Si plusieurs font l'amalgame entre langue de bois et rectitude politique, il me semble qu'il ne s'agit pas tout à fait de la même chose (même si elles peuvent se retrouver au même endroit). Cet amalgame pose d'autant plus problème que l'idée de rectitude politique est souvent vidée de son sens parce qu'utilisée à des fins idéologiques. Ainsi, pour une certaine droite très loquace, tous ceux qui pensent à gauche le font par rectitude politique. Allez donc défendre les syndicats, on vous accusera de langue de bois et de rectitude politique dans le même souffle.
À mon avis, la langue de bois se caractérise par son vide. C'est un langage qui n'est pas incarné. Comme du bois mort, cordé. Un langage sans racines.

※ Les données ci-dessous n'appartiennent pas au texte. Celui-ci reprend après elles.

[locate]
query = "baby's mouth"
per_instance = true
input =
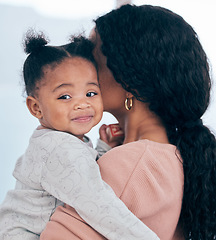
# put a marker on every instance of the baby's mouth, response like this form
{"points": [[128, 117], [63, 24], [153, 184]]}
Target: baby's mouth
{"points": [[83, 119]]}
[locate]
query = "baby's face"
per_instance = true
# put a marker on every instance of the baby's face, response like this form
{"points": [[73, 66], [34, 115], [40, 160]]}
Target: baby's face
{"points": [[69, 97]]}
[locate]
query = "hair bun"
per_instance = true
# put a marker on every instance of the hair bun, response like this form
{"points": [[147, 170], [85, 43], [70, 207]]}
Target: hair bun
{"points": [[34, 41]]}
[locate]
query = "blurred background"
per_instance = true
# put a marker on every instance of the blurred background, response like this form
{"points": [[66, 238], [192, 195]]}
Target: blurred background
{"points": [[59, 19]]}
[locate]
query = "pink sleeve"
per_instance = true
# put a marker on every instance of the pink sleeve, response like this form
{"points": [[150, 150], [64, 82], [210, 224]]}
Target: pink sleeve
{"points": [[66, 224]]}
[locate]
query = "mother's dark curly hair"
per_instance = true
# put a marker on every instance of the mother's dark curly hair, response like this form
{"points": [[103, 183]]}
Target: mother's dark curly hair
{"points": [[154, 54]]}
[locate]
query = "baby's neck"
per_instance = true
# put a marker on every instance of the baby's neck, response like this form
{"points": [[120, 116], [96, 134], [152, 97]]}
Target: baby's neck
{"points": [[81, 137]]}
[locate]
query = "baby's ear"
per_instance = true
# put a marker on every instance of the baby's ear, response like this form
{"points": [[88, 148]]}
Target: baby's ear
{"points": [[34, 107]]}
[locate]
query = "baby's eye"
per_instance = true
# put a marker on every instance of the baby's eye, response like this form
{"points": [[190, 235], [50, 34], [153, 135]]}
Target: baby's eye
{"points": [[65, 97], [91, 94]]}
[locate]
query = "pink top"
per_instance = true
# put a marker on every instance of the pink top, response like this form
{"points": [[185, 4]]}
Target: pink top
{"points": [[148, 177]]}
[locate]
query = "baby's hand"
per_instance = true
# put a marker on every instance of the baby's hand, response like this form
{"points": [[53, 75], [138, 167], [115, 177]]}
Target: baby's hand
{"points": [[111, 134]]}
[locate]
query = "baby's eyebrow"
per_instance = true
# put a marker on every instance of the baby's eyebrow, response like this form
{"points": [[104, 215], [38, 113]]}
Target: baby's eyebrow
{"points": [[62, 85], [93, 83]]}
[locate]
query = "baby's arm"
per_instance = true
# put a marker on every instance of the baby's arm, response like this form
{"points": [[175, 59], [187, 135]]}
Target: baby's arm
{"points": [[110, 136], [74, 177]]}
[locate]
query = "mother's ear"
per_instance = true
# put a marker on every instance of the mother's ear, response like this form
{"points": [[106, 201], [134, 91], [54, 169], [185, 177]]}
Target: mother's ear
{"points": [[34, 107]]}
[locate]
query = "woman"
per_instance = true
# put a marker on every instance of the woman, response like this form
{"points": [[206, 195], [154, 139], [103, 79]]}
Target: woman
{"points": [[154, 78]]}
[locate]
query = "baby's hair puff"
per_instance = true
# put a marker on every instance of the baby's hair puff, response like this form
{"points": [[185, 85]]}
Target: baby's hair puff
{"points": [[34, 42], [42, 55]]}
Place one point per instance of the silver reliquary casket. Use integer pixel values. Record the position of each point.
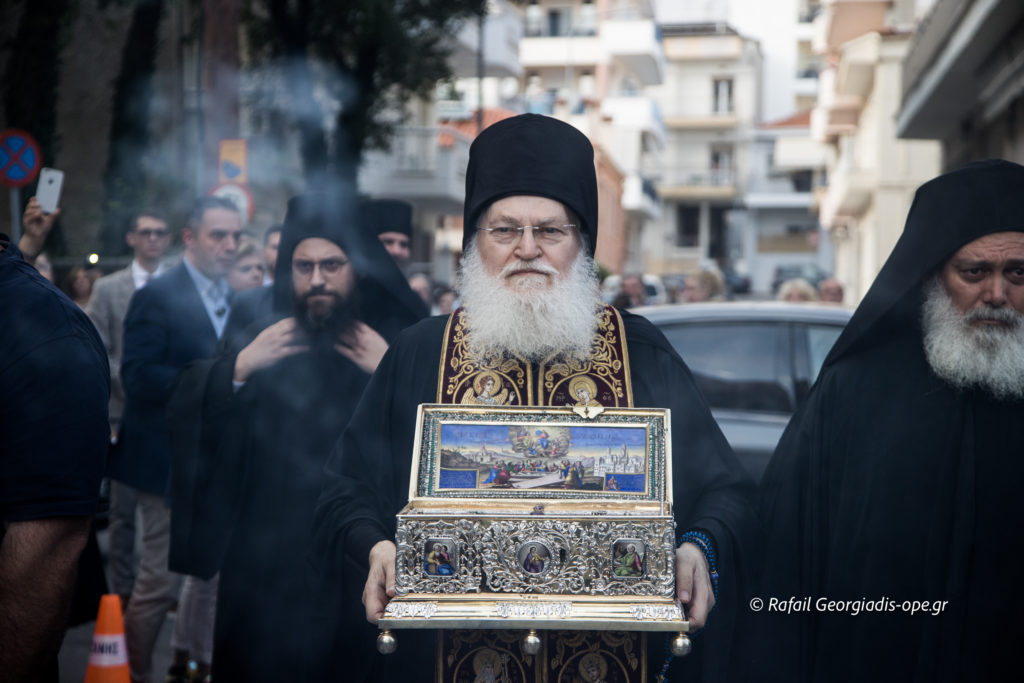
(538, 518)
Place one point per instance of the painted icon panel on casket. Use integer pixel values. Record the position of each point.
(539, 454)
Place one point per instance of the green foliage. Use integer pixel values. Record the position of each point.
(31, 81)
(372, 56)
(125, 178)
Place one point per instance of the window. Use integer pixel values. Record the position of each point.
(820, 339)
(721, 165)
(555, 24)
(687, 225)
(535, 19)
(737, 366)
(587, 19)
(721, 101)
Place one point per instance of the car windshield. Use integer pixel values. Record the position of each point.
(737, 366)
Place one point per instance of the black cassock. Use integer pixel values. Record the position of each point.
(248, 468)
(369, 484)
(891, 486)
(279, 616)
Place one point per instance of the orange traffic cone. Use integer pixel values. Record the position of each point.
(109, 659)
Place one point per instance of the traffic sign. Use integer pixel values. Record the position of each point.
(232, 162)
(240, 195)
(19, 158)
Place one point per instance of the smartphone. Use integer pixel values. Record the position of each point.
(48, 188)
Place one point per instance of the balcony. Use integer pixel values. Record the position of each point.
(681, 120)
(636, 44)
(855, 74)
(541, 51)
(636, 112)
(842, 20)
(849, 193)
(425, 166)
(697, 183)
(640, 198)
(837, 113)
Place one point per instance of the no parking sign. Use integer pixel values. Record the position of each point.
(19, 158)
(19, 164)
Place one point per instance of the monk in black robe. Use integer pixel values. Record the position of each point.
(261, 421)
(531, 309)
(894, 493)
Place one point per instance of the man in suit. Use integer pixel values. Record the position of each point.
(148, 238)
(174, 319)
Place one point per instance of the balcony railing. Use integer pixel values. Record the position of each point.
(693, 176)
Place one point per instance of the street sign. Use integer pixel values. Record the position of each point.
(232, 162)
(19, 158)
(240, 195)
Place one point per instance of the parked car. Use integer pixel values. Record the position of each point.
(736, 283)
(809, 271)
(653, 286)
(755, 363)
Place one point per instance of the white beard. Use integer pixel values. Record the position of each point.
(989, 357)
(531, 316)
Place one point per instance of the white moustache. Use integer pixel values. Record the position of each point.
(538, 266)
(1008, 315)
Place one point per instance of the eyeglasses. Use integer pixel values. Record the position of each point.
(151, 233)
(328, 266)
(545, 235)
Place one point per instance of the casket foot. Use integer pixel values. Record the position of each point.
(386, 642)
(681, 645)
(531, 643)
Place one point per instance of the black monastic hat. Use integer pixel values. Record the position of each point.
(531, 155)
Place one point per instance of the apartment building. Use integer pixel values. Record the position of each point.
(872, 173)
(589, 62)
(964, 81)
(711, 103)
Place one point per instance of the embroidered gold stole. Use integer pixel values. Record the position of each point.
(600, 381)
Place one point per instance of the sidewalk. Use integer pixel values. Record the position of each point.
(74, 655)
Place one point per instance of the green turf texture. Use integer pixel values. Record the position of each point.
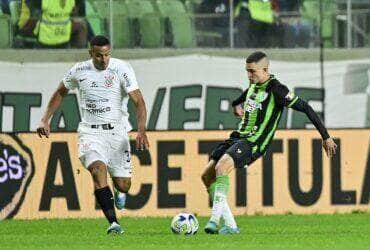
(345, 231)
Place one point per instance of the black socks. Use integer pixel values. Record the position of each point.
(105, 199)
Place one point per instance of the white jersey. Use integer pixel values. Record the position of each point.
(103, 93)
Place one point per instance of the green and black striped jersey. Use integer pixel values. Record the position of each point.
(263, 106)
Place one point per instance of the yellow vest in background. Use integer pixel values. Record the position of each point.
(55, 26)
(261, 10)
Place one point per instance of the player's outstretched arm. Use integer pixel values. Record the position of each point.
(328, 143)
(141, 138)
(54, 103)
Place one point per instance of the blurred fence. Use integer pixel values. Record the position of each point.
(196, 23)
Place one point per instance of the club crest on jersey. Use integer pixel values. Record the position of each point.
(252, 105)
(109, 81)
(290, 96)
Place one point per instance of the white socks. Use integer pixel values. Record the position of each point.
(228, 216)
(219, 202)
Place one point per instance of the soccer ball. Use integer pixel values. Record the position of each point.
(184, 223)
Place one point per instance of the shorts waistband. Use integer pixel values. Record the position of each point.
(106, 126)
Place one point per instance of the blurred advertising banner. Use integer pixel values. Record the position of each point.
(43, 178)
(189, 92)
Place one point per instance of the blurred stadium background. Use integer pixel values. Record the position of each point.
(189, 56)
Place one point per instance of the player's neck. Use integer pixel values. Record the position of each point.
(264, 80)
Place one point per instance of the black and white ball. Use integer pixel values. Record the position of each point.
(184, 223)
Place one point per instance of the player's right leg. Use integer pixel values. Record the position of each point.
(104, 195)
(93, 156)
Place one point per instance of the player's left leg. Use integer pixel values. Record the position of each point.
(121, 187)
(238, 155)
(221, 188)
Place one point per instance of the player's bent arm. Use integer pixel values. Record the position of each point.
(240, 99)
(54, 102)
(141, 138)
(138, 100)
(303, 106)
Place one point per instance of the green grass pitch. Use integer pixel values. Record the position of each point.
(345, 231)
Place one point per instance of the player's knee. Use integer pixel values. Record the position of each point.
(124, 186)
(222, 165)
(97, 169)
(205, 179)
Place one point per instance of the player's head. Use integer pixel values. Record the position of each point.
(257, 67)
(100, 52)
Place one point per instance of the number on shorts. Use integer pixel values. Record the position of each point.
(128, 156)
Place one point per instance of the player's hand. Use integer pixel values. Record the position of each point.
(238, 111)
(43, 129)
(142, 142)
(330, 147)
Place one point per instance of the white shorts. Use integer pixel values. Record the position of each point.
(112, 147)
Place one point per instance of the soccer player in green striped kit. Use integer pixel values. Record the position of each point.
(263, 103)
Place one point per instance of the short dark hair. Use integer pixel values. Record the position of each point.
(99, 41)
(255, 57)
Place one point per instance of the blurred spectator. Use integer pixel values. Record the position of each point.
(293, 31)
(219, 23)
(55, 23)
(254, 21)
(4, 6)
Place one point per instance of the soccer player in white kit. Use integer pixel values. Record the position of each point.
(104, 85)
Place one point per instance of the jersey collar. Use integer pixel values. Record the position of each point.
(263, 85)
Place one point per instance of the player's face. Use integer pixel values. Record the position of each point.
(256, 72)
(100, 56)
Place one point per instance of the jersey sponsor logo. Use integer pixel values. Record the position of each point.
(93, 85)
(83, 68)
(16, 172)
(127, 79)
(100, 110)
(290, 96)
(109, 81)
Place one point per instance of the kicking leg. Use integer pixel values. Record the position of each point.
(104, 195)
(221, 188)
(209, 180)
(121, 187)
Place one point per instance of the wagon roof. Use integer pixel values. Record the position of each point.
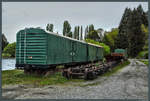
(73, 39)
(42, 30)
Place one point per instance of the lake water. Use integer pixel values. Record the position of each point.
(8, 64)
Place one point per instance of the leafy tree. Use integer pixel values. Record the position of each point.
(4, 42)
(136, 35)
(145, 30)
(10, 49)
(49, 27)
(91, 28)
(86, 32)
(110, 37)
(122, 37)
(100, 34)
(93, 35)
(81, 33)
(67, 29)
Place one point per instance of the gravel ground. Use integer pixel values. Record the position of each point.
(130, 82)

D'une certaine façon, la langue de bois est au discours public ce que le bavardage est au discours privé. Tout comme le bavardage crée du lien autour de fils très ténus, la langue de bois tente de créer du sens autour de concepts mal définis. Sa principale caractéristique est de présenter des idées concises et générales en tenant pour acquis que tout le monde sait exactement de quoi on parle. Mais c'est rarement le cas.
Ainsi, quand je dis « J'arrête au dépanneur acheter du lait et du pain. », il est peu probable que j'aie besoin de développer mon idée pour expliquer ce que j'entends par dépanneur, par acheter, par lait ou par pain. Mais qu'arrive-t-il lorsque, dans une conversation, il se dit quelque chose comme: « Si les gens avaient plus confiance en eux, on en serait pas là! » Il n'est probablement pas précisé qui sont les gens, de quelle confiance on parle et où sommes nous exactement (ce lieu où ne ne voulons sans doute pas être puisque c'est la faute des gens si nous y sommes). Pourtant, il y a fort à parier que les gens acquiesceront, puisque même si l'idée n'est pas très claire, elle rejoint un sentiment assez flou et largement partagé.
Au plan politique, la langue de bois fonctionne de la même façon en traitant les concepts comme s'ils avaient toujours des référents très précis et en tenant pour acquis que le public sait de quoi on parle. Un certain public est d'ailleurs sensible à ce sentiment qu'on lui donne de comprendre rapidement. Pourtant, le langage sociopolitique mérite qu'on s'attarde à le préciser pour s'assurer que nous parlons de la même chose dans l'espace public. Ainsi, quand François Legault parle des autres partis qui ont « les mains attachées par les syndicats », il serait intéressant de savoir de quels syndicats il parle et de quelle façon exactement ceux-ci attachent les mains des partis (par le financement, par la base de vote, par le lobby?). M. Legault en parle comme si cela allait de soi, mais c'est loin d'être le cas. Avoir plus de détails nous permettrait de mesurer comment son parti pourrait éviter de se faire ainsi attacher les mains (puisqu'on comprend que ce n'est pas souhaitable).
Si je donne l'exemple de M. Legault, ce n'est pas parce qu'il est le seul à donner dans la langue de bois, mais bien parce qu'il est celui qui s'en défend le plus souvent. En cela, il ressemble à tous ceux qui réfèrent au gros bon sens et qui crachent sur tout discours différent du leur sous prétexte de langue de bois. Pourtant, le recours au gros bon sens oblitère généralement la complexité des phénomènes et est le meilleur point de départ pour se prendre une volée de bois vert.
On ne combat pas la langue de bois en évoquant son spectre à tout propos. Le seul moyen de la contrer c'est d'utiliser les mots avec intelligence, de comprendre et de peser leur sens, de leur faire pousser des racines dans des argumentaires cohérents. Une idée politique, si elle peut tout à fait s'énoncer clairement en 140 caractères, n'a de sens que dans la relation qu'elle entretient avec l'ensemble d'une pensée.